Hasta aquí las anécdotas de una privilegiada urbanita confinada con sus hijos en el campo. Mi reflexión profesional como ecóloga: el control del ganado por motivos sanitarios es imprescindible, incluso para dos ovejas. Obviarlo sería una irresponsabilidad. Dicho esto, a través de este periplo he podido charlar largo y tendido con varias personas dedicadas a la ganadería y la mayoría se queja de la legislación vigente y las dificultades administrativas para poder vivir de su ganado. Todos dicen preferir que se eliminen las subvenciones y vender sus corderos o terneras al precio que valen, y no al mismo de hace 30 años. Evidentemente, para que todo esto sea así existen razones de peso, principalmente de mercado y una normativa europea que no siempre beneficia al campo castellano. Pero, para cuidar a la España vacía de la que tanto se habla, entre otras medidas quizás habría también que facilitar la vida a agricultores y ganaderos, al menos a los de pequeña escala, simplificando requisitos administrativos. Y esto sin hablar de la normativa extra que existe cuando se encuentran dentro de los límites de las áreas protegidas, como hemos demostrado con mi grupo de investigación de la Universidad Complutense. Un ejemplo: un ganadero de Mataelpino, dentro del Parque Nacional de la Sierra de Guadarrama, fue multado hace un tiempo por arreglar una valla que habían tumbado sus vacas. Tanta normativa favorece un proceso de abandono rural que ya de por sí es difícil de frenar, o desincentiva la nueva ocupación rural.
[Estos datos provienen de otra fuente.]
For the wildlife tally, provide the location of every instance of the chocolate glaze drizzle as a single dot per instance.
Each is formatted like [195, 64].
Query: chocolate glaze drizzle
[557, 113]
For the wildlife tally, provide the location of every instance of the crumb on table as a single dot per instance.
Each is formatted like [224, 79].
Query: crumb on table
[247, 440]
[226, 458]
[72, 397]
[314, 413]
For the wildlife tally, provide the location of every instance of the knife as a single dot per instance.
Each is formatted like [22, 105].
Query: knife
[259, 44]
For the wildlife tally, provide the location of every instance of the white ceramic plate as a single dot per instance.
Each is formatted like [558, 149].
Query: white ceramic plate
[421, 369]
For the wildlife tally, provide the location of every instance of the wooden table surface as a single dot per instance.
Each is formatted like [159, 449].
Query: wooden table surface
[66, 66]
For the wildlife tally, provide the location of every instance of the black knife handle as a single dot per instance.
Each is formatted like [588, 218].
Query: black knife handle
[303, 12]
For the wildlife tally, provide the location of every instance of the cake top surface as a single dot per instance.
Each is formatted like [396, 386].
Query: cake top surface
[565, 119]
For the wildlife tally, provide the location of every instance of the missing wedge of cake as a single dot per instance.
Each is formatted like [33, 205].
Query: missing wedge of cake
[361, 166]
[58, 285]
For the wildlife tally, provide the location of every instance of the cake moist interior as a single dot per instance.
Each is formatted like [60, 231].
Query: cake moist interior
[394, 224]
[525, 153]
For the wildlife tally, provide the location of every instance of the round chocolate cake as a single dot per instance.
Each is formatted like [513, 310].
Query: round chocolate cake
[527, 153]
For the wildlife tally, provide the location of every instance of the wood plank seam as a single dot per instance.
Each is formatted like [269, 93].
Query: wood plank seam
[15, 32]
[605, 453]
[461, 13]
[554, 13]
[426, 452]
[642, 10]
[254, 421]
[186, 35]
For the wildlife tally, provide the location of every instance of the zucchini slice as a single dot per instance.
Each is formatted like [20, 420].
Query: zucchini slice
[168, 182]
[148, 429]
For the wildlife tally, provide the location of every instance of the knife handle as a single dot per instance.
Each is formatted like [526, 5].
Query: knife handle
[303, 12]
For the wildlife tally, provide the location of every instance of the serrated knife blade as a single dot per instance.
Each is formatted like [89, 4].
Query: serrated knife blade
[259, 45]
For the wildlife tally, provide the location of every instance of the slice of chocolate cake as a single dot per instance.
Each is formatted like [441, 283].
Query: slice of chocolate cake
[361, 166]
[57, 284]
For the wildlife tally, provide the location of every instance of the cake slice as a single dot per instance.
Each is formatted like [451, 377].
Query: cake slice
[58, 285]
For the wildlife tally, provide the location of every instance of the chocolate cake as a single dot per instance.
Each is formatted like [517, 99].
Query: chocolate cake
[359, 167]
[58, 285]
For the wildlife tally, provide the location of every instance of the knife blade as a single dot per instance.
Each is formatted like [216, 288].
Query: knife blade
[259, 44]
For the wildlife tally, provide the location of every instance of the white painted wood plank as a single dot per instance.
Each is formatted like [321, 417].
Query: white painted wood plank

Y en paisajes culturales multifuncionales como el nuestro, el abandono de la actividad agraria tradicional supone, entre otras cosas, la simplificación de paisajes, pérdida de biodiversidad y de generación de servicios ecosistémicos de regulación y abastecimiento. ¿Ocurrirá lo mismo en otros países europeos? ¿Hará falta un REGA, o similar, tan laborioso para que dos ovejas se coman el pasto? Mi marido, de un país con un medio rural vivo como es Argentina, no da crédito. Estoy buscando recursos para investigarlo.

Cristina Herrero Jáuregui es investigadora del Departamento de Biodiversidad, Ecología y Evolución de la Universidad Complutense de Madrid.